Can somebody help me??!?!


----------



## kiwiguy (Aug 17, 2003)

If this is on a company server (since you say "at work"), the server should have a record. You should talk to IT support?


----------



## slurpee55 (Oct 20, 2004)

Yes, if the mail went through a server, it will have left a trace. But if you have a responsible ISP, they may refuse, so....


----------



## WendyM (Jun 28, 2003)

Since you're at work, is it possible that your company has filters that may have prevented the email from getting to you? He may have actually sent the email but there might have been something in the content that caused it to get flagged and not delivered. Doubtful, but possible. You should definitely check with your IT people, although depending on the set up it might be difficult for them to locate and restore a particular message from a particular time and they might be unwilling to do it without a compelling justification.


----------



## kiwiguy (Aug 17, 2003)

slurpee55 said:


> Yes, if the mail went through a server, it will have left a trace. But if you have a responsible ISP, they may refuse, so....

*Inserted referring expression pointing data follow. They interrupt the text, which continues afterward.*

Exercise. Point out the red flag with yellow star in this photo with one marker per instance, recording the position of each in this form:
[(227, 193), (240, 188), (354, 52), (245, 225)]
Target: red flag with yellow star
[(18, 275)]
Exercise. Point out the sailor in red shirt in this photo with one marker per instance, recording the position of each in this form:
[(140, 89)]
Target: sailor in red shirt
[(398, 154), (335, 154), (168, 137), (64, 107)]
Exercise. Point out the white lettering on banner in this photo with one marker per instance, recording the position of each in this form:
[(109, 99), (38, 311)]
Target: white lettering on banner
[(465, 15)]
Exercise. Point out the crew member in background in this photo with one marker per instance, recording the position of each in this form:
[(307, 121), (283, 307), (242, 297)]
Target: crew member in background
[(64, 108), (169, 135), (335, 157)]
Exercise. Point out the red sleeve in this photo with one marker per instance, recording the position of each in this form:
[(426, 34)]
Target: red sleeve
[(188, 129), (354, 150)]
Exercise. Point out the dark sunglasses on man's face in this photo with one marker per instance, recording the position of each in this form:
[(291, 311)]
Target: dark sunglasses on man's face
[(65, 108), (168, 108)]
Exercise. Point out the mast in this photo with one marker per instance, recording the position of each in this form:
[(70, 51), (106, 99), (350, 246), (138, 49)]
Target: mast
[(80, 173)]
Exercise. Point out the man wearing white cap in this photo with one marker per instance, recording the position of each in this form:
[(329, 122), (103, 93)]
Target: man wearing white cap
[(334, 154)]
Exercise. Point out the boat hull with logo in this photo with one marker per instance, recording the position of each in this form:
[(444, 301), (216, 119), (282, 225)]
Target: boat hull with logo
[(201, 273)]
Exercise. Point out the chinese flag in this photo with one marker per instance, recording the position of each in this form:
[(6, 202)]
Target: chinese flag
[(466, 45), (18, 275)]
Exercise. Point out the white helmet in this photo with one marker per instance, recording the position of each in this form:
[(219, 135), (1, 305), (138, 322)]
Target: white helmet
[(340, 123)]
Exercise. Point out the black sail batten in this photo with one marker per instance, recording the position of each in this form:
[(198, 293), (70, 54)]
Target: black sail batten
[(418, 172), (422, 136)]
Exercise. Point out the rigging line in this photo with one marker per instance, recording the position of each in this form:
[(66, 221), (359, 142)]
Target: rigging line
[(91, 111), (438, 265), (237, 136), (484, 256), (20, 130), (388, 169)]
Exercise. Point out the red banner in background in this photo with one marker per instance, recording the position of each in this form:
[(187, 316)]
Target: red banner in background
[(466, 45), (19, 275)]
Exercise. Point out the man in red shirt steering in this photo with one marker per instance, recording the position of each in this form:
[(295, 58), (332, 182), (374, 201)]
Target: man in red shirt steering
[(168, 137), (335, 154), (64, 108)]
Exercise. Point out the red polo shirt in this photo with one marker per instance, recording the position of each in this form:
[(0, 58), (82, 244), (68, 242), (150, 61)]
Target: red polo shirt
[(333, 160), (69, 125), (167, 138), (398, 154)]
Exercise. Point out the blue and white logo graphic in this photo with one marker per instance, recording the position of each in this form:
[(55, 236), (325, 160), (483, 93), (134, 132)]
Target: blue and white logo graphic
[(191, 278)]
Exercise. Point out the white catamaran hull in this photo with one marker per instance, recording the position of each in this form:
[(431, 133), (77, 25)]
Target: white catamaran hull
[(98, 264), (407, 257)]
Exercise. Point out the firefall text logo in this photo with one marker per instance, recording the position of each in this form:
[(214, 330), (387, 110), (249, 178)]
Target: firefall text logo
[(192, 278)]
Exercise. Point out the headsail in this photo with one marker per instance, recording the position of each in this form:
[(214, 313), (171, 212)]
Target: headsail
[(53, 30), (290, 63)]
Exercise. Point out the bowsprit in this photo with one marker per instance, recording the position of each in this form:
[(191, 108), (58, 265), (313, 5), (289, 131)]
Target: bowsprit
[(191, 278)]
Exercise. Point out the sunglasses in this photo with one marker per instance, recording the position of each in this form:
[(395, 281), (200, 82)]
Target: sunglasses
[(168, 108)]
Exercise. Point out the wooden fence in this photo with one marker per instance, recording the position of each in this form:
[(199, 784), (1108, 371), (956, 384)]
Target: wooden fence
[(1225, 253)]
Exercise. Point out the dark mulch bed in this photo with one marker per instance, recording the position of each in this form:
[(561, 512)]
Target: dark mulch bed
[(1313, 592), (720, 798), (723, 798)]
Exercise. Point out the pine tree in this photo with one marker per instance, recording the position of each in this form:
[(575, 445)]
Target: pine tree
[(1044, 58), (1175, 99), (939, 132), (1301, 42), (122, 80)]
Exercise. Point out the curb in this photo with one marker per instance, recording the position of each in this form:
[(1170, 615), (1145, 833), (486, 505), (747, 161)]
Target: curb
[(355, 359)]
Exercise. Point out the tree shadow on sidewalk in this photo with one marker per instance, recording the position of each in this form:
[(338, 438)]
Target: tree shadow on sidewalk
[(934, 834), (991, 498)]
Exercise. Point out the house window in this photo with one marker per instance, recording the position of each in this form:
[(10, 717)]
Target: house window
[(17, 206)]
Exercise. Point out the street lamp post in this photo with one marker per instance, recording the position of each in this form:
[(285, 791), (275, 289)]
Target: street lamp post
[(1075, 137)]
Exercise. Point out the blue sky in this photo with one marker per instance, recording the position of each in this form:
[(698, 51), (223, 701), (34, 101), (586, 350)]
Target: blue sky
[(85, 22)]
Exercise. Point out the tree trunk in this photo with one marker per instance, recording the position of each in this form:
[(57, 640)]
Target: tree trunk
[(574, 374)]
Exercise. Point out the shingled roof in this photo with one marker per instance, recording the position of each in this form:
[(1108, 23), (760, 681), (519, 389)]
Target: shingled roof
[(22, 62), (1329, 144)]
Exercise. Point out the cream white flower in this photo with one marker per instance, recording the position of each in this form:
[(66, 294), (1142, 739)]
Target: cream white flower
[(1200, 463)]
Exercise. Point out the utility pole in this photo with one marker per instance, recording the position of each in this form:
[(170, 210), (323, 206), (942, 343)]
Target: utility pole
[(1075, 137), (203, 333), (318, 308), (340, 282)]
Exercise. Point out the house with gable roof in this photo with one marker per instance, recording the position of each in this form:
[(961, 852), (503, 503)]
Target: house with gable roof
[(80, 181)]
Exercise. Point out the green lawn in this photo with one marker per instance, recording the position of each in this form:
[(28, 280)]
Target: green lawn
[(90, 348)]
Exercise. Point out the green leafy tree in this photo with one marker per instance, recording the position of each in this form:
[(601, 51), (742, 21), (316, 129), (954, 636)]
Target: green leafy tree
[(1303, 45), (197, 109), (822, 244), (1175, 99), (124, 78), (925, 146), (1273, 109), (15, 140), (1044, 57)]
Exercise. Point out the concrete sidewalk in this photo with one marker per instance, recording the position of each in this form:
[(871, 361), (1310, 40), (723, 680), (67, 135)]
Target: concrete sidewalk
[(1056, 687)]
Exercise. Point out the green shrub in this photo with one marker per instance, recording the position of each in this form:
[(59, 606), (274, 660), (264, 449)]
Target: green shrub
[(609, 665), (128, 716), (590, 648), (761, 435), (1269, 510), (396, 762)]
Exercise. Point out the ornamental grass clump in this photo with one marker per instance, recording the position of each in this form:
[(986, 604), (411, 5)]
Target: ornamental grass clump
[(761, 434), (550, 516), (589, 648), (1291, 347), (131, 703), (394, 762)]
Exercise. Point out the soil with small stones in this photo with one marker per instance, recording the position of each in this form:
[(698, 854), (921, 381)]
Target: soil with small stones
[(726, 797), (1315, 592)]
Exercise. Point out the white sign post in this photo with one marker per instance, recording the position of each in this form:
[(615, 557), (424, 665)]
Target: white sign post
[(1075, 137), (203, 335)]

I was assuming this was an "internal email" within a company, that would not (necessarily) have used an ISP, only a corporate server?


----------



## johnske (Jun 23, 2004)

In your browser File > Properties > Details should give all the details you need to check whether it's "real"...


----------



## sherrine (May 16, 2007)

thanks for all ur responses!  

yes it's an internal email. i've logged an IT call to get the IT people to investigate but not too sure how successful it'll be.

think the likelihood of the content being filtered is very low cos it only contained 3 letters and 8 digits in the reply email he claimed that he sent me.

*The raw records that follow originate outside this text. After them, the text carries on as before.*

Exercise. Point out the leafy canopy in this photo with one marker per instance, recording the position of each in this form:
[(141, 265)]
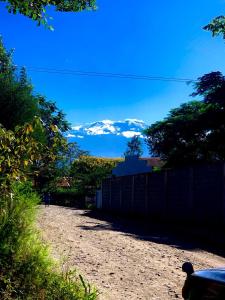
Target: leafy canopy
[(217, 26), (134, 147), (36, 10), (89, 171), (195, 131)]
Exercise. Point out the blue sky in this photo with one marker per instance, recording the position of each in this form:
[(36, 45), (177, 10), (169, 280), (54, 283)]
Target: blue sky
[(158, 38)]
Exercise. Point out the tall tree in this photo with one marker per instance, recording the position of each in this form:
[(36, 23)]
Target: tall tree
[(217, 26), (134, 147), (18, 105), (195, 131)]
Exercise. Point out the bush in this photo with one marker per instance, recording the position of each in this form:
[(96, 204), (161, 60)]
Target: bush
[(26, 271)]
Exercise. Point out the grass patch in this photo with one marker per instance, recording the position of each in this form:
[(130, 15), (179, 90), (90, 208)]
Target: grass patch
[(26, 270)]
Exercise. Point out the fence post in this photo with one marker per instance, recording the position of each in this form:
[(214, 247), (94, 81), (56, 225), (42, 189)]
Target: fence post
[(120, 193), (132, 195), (191, 194), (223, 194), (165, 198), (146, 194), (110, 193)]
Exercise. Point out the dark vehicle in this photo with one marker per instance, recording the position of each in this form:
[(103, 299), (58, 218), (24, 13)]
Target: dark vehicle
[(206, 284)]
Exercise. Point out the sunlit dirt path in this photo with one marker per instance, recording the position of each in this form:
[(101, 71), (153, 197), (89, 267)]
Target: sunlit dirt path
[(122, 260)]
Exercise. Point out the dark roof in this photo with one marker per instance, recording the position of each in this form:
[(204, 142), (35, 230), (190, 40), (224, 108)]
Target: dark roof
[(153, 161)]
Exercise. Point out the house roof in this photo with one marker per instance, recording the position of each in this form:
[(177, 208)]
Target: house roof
[(153, 161)]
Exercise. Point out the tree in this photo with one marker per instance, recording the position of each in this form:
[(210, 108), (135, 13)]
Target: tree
[(18, 105), (134, 147), (88, 172), (36, 10), (217, 26), (195, 131)]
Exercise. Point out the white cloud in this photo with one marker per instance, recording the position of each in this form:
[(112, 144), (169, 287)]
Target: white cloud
[(77, 127), (70, 135), (130, 134)]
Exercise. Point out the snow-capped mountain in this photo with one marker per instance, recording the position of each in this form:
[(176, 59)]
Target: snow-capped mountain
[(127, 128), (107, 138)]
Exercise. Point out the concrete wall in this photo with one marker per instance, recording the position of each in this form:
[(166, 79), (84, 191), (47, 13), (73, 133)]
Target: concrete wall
[(132, 165), (193, 194)]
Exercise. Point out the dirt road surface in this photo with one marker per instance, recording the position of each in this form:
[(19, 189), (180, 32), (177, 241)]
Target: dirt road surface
[(121, 258)]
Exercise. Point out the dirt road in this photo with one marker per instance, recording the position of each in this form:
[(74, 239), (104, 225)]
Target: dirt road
[(122, 259)]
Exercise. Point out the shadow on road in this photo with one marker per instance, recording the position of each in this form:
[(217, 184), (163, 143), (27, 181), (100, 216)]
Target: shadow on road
[(181, 237)]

i've checked File > Properties > General > nothing unusual there except text is in rich text format (could it be the result of using a certain program to edit the email?)

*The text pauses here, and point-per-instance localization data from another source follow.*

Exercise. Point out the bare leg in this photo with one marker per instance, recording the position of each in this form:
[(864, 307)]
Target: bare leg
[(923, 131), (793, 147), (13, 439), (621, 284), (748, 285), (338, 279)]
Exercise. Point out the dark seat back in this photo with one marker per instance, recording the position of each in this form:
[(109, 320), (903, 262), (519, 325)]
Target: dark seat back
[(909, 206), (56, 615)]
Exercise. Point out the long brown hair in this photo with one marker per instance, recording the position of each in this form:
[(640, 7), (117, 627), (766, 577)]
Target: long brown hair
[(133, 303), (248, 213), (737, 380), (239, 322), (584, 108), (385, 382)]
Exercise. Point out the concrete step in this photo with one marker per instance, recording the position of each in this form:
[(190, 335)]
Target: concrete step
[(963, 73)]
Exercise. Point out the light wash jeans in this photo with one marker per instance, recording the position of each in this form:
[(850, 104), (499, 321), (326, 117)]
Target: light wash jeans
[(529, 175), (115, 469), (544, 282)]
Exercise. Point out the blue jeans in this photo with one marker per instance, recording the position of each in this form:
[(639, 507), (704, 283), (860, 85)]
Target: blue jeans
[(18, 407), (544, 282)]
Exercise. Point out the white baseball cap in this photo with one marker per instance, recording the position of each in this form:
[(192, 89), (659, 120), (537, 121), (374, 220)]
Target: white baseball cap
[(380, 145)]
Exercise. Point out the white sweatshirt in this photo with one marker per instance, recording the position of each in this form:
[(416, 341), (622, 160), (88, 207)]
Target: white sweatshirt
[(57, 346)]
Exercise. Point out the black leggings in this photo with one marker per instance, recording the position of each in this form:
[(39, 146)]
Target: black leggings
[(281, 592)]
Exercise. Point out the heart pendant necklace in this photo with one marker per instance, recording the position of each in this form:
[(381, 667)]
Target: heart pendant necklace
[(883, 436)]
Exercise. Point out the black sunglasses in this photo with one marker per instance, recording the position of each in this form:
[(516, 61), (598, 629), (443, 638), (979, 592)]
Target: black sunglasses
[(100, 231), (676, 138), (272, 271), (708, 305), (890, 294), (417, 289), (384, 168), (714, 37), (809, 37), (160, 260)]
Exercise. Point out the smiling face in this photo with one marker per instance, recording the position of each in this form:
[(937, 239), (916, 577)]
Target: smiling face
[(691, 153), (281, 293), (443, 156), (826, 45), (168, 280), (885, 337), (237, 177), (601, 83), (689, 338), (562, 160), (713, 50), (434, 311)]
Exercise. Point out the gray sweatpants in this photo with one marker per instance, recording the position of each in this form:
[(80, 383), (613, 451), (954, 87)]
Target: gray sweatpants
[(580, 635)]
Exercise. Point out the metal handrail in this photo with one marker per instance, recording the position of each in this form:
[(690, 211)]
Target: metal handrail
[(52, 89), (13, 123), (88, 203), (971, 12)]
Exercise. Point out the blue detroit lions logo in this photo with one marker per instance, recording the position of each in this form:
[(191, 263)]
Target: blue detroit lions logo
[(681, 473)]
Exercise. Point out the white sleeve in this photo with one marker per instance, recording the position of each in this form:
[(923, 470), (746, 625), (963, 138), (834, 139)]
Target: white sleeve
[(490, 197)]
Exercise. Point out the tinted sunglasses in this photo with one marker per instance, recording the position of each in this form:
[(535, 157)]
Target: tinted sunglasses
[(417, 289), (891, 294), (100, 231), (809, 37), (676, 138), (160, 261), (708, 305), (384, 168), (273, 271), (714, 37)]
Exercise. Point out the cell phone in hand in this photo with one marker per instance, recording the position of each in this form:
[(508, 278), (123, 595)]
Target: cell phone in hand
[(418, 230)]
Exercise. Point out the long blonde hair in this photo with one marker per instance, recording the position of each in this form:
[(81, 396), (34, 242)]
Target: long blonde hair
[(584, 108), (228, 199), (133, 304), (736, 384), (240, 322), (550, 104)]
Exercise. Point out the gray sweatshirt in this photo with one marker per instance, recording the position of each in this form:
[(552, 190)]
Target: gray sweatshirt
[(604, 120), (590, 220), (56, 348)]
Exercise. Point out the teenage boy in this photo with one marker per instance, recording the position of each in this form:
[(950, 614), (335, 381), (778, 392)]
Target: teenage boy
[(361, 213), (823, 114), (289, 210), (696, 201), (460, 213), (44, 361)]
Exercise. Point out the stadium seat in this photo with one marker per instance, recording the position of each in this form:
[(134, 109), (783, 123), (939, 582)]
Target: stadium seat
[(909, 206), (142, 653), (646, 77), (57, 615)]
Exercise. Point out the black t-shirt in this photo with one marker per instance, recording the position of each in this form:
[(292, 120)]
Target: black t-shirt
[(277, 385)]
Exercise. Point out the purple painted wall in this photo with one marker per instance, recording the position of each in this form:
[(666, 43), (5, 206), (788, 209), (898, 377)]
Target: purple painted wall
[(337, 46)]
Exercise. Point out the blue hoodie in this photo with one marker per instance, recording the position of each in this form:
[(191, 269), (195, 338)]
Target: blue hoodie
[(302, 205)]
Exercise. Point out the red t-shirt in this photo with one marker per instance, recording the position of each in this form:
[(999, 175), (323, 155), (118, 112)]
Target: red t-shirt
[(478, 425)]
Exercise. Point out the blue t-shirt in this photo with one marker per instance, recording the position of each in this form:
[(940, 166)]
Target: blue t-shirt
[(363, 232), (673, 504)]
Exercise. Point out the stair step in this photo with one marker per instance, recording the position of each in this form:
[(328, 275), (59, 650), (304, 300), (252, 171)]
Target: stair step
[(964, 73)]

oso checked File > Properties > Message Id > it's blank

den i oso checked View > Options > Internet header > this is blank too (found it weird but i tried to check for my past emails with attachment emails and there are some which have blank internet header too.)

so it left me clueless..... maybe the strongest point i can make is that both the message id and the internet header are blank whereas for my other emails, i will either have the message id or the internet header details or both. however, i can't come to any conclusion based on this.  

another clue might be that the From: field is blank - he has no reason to hide his name as the sender as i've been communicating with him for 2 months and this is the first time where i find his name missing in the header! and from conversations with my other colleagues, one of them came across a similar scenario with him! hence his integrity is kind of doubtful...

any other idea how to find more clues? else i'll have to wait for the IT people to get back to me..


----------



## johnske (Jun 23, 2004)

Hmmm, from memory there's a way of sending email with a blank "From" field - I think it's by using CDO. CDO doesn't use your mailbox to send email and you can send mail without a mail program or mail account - see here > http://www.rondebruin.nl/cdo.htm


----------



## BanditFlyer (Oct 25, 2005)

sherrine said:


> is there really no way to prove that the fake email was never sent to the receipient?
> 
> i've a case whereby somebody claimed that he sent an email to me the day before and he attached that email with these details: FROM: blank, TO: my name, Timestamp: yesterday date and time. However, I'm very sure I have never receive this email before.
> 
> ...


I don't think you can find any evidence that it was never sent. What you _can_ do is ask that he send you a read-receipt with every future email to ensure that you get all future emails. And at this point, I don't see how he could refuse. If it's (allegedly) important to _him_ that you read the message, he's pretty much boxed into a corner on that one.


----------



## The Stealthy One (May 15, 2007)

I will tell you this (and it's not tech-related!): if he's your employee, fire him! Folks like that are head-ache inducers (at the least).


----------